El escenario energético argentino acaba de recibir un sismo. La Secretaría de Energía, bajo la órbita del Ministerio de Economía, publicó la Resolución N° 99/2026, una movida estratégica que modifica sustancialmente las reglas del Mercado Eléctrico Mayorista (MEM). El objetivo, según la cartera, es "fortalecer las herramientas regulatorias" ante la "marcada volatilidad" de los mercados internacionales de combustibles, afectados por conflictos bélicos y tensiones geopolíticas.
La medida introduce un nuevo inciso k) al Punto 3.4 de las "Reglas para la Normalización del MEM", aprobado por la Resolución N° 400/2025. Esto significa que habrá nuevas previsiones para el recupero de costos de combustibles y el despacho, buscando evitar "descalces económicos entre costos efectivamente afrontados y costos reconocidos" por las generadoras. En criollo: el Estado quiere que las empresas no pierdan plata por la suba del combustible, pero la forma en que estos costos se trasladarán es la gran pregunta.
Pero el cambio más impactante es la eliminación del mecanismo 'Deliver or Pay' (DOP). Esta cláusula, prevista en el Punto 6.1, penalizaba a los generadores térmicos que no contaran con el gas propio o el combustible alternativo comprometido. Ahora, ese riesgo se esfuma para las empresas. La Secretaría argumenta que esta supresión "contribuye a reducir riesgos de sobrepenalización frente a contingencias logísticas, comerciales o de abastecimiento ajenas o no enteramente imputables al generador".
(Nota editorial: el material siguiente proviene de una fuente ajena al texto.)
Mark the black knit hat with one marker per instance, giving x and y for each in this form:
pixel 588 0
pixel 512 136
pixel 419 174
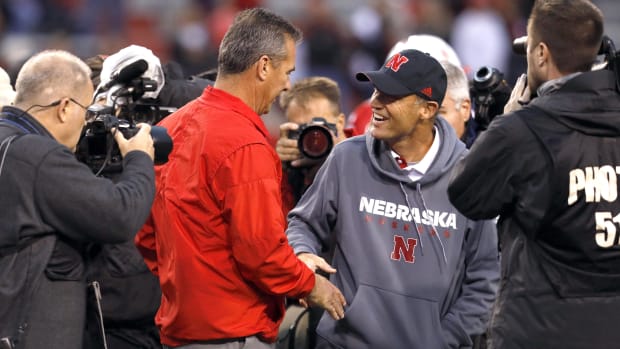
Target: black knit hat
pixel 409 72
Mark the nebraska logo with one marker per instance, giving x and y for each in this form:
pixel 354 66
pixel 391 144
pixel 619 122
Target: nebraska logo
pixel 428 92
pixel 404 213
pixel 404 249
pixel 396 61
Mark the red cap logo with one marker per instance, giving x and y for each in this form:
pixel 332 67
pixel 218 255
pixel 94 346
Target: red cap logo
pixel 396 61
pixel 428 92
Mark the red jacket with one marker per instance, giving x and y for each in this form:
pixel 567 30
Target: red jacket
pixel 216 234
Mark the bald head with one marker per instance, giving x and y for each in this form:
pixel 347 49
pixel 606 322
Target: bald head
pixel 49 76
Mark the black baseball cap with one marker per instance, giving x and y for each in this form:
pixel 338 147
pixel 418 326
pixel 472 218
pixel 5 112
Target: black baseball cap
pixel 409 72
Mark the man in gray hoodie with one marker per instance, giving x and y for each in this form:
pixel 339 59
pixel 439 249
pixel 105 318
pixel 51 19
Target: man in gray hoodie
pixel 416 272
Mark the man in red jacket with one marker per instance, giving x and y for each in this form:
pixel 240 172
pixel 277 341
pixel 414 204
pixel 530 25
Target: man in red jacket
pixel 216 233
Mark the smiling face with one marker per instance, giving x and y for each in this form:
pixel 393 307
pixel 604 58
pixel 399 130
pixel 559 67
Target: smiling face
pixel 278 78
pixel 396 119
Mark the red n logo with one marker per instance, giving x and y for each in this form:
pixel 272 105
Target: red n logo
pixel 404 249
pixel 396 61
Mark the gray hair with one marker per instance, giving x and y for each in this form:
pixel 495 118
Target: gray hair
pixel 458 85
pixel 50 75
pixel 254 32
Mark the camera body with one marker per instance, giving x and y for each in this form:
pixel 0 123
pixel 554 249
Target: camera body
pixel 490 93
pixel 124 108
pixel 315 138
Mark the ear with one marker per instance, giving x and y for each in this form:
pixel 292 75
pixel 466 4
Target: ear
pixel 263 67
pixel 465 109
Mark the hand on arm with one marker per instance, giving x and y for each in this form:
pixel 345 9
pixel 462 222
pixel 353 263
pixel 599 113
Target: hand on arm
pixel 140 141
pixel 519 96
pixel 285 147
pixel 315 262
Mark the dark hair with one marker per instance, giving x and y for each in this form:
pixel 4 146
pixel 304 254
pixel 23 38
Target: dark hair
pixel 254 32
pixel 304 90
pixel 572 29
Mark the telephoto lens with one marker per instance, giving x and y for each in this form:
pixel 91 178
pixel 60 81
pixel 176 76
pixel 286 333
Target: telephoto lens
pixel 315 142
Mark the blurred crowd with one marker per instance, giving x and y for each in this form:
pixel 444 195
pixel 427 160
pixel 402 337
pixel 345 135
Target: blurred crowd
pixel 340 37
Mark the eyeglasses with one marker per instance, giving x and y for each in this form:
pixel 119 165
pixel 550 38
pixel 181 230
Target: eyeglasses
pixel 57 102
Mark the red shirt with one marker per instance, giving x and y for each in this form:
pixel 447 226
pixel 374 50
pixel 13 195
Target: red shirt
pixel 216 233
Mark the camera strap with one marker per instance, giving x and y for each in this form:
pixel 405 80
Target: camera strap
pixel 97 292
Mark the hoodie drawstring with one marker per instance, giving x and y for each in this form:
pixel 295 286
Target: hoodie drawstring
pixel 443 250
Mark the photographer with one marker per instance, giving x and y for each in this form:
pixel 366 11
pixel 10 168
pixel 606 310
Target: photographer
pixel 52 205
pixel 216 233
pixel 307 99
pixel 548 170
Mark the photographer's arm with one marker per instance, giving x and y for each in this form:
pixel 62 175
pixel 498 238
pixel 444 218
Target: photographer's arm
pixel 310 223
pixel 469 314
pixel 147 245
pixel 76 203
pixel 247 186
pixel 519 96
pixel 482 183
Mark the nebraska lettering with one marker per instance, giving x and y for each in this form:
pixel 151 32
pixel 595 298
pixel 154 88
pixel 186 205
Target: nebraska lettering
pixel 404 213
pixel 595 182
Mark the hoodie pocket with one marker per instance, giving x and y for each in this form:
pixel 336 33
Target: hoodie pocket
pixel 379 318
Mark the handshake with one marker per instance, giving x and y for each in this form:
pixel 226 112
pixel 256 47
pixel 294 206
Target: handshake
pixel 324 294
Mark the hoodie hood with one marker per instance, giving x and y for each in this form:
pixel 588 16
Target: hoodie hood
pixel 584 104
pixel 450 150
Para las generadoras térmicas, es un alivio inmenso. Les brinda mayor "certidumbre operativa y económica" y mejora su margen de maniobra. Sin embargo, para los ciudadanos comunes, la eliminación del 'Deliver or Pay' podría significar que los costos por la falta de combustible o por la necesidad de usar alternativas más caras (como el gasoil importado) se trasladen de forma más directa a las tarifas, sin que haya un incentivo tan fuerte para que las empresas aseguren el abastecimiento. La promesa es un mercado "más eficiente, previsible y competitivo", pero la letra chica de los costos energéticos siempre es un dolor de cabeza para el bolsillo.